# New tank plants melting



## Big-Ken (Apr 30, 2012)

I just planted my first planted tank on friday and alot of stuff is melting and i wasnt sure if its from being moved and a new tank or if im doing something wrong, everything has new growth since planting and the old stuff is melting. Heres what i planted the ones in red are melting:

Cryptocoryne Wendtii, Green 
Cryptocoryne Wendtii, Red 
Cryptocoryne Balansae (Cryptocoryne crispatula var. Balansae)
Green Temple (Hygrophilia corymbosa)
Sword, Rosette (Parviflorus parviflorus)
Cryptocoryne Undulatus 
Red Tiger Lotus (Nymphaea zenkeri)
Dwarf Four Leaf Clover (Marsilea hirsuta)
Jungle Val

The tiger lotus started melting in less than a day but it was pretty beat up to begin with and the jungle val took 2 days to start and I just noticed the cryptocoryne undulatus and balansae this morning

Tank specs:
55g
temp- 80F
topsoil capped with pfs
Aquarsun dual t5ho suspended 26" above substrate 2-6700k bulbs
pH- 7.4
ammonia- 0
nitrites- 0
nitrates- 20
KH- 5 degress
GH- 11 degrees

Dosing:
Excel 5ml (half dose to ease vals in) every other day
Flourish- 10ml 3x week
KNO3- 1/4tsp 3x week 
KH2PO4- 1/16tsp 3x week


----------



## Big-Ken (Apr 30, 2012)

really no one on aquaticplantcentral.com can help, i guess no one has any experience with planted tanks.............:???:

Just cause im a noob here and to a planted tanks doesnt mean im a noob to fish keeping and forums, i searched this and other forums for my answer and i came up with threads that say yes its normal to have considerable melting on a new tank i also found threads that state a day is really quick for that to happen and there might be other issues.

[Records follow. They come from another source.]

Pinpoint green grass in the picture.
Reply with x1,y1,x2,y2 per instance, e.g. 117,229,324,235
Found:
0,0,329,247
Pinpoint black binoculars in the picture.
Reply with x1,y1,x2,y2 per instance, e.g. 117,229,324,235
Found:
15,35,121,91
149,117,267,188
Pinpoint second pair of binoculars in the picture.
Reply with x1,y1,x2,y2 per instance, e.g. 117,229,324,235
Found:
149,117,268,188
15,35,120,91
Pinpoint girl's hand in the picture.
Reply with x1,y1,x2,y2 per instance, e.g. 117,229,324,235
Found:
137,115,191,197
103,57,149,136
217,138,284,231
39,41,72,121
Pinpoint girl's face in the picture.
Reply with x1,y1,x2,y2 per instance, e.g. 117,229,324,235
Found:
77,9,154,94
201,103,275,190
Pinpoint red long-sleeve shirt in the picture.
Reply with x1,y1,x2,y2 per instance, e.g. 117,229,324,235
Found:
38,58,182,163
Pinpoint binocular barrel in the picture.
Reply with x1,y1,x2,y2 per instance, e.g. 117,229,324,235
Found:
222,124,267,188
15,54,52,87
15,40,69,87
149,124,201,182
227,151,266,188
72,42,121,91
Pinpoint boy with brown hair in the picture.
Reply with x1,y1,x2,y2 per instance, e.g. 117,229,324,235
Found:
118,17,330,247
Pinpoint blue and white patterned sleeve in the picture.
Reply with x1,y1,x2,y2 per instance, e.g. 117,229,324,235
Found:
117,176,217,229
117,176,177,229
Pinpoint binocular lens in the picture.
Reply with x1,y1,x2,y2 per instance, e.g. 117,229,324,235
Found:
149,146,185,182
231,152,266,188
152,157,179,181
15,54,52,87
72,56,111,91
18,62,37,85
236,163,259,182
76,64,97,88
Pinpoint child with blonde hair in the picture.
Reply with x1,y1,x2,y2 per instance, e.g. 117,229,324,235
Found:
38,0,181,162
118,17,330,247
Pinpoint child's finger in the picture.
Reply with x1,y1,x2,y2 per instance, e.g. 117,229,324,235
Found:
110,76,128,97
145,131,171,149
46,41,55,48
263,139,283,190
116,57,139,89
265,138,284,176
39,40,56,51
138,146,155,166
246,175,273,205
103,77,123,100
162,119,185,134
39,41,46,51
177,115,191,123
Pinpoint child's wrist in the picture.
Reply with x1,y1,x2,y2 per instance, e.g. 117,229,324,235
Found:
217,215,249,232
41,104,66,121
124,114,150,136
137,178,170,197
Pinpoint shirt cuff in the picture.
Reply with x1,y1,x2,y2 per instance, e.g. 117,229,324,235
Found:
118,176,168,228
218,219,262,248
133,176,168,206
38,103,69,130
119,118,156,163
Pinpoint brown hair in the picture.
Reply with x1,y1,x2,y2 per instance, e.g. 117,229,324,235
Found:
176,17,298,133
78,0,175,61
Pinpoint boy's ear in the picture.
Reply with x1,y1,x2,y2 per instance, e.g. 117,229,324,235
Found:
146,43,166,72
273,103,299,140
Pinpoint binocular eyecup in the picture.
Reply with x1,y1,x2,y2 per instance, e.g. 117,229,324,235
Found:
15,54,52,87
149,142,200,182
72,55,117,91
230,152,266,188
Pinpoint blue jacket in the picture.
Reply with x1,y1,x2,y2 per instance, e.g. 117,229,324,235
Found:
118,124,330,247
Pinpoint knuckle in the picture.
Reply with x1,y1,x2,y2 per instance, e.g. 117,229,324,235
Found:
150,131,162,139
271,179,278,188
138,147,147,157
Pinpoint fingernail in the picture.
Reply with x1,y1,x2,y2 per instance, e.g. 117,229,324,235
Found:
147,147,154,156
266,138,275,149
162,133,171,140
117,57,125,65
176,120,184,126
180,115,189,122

All i would like is someone with more experience with a planted tank to look at my setup and my dosing that i posted and see if anything is out of whack, everyone here was a noob once before and im sure you had someone help you all im asking for is the same............sharing a common interest and help with aquatic plants is why this forum is here in the first place


----------



## kimcadmus (Nov 23, 2008)

Big-Ken,

Welcome to the forum and it is regrettable that you did not receive a speedy response. Things seem slow here at APC over the past two days but going like gangbusters over on theplantedtank (another forum). I know it is stressfull to have things going haywire but keep a good attitudue! It will get worked out with a little patience.

How many days has the tank been set up?
I have had the experience you described. It was a 45g with ecocomplete substrate where the plants had been in a 75g with old aquasoil. I had mostly stems so very different plants but they started melting immediately. 

Is your soil substrate mineralized? Is it topsoil or potting soil? 
I am no expert in soil substrates but I find that topsoil in particular is often sandy and compacts. Michael Parkey, a mod here on the forum would be a person to pipe in here.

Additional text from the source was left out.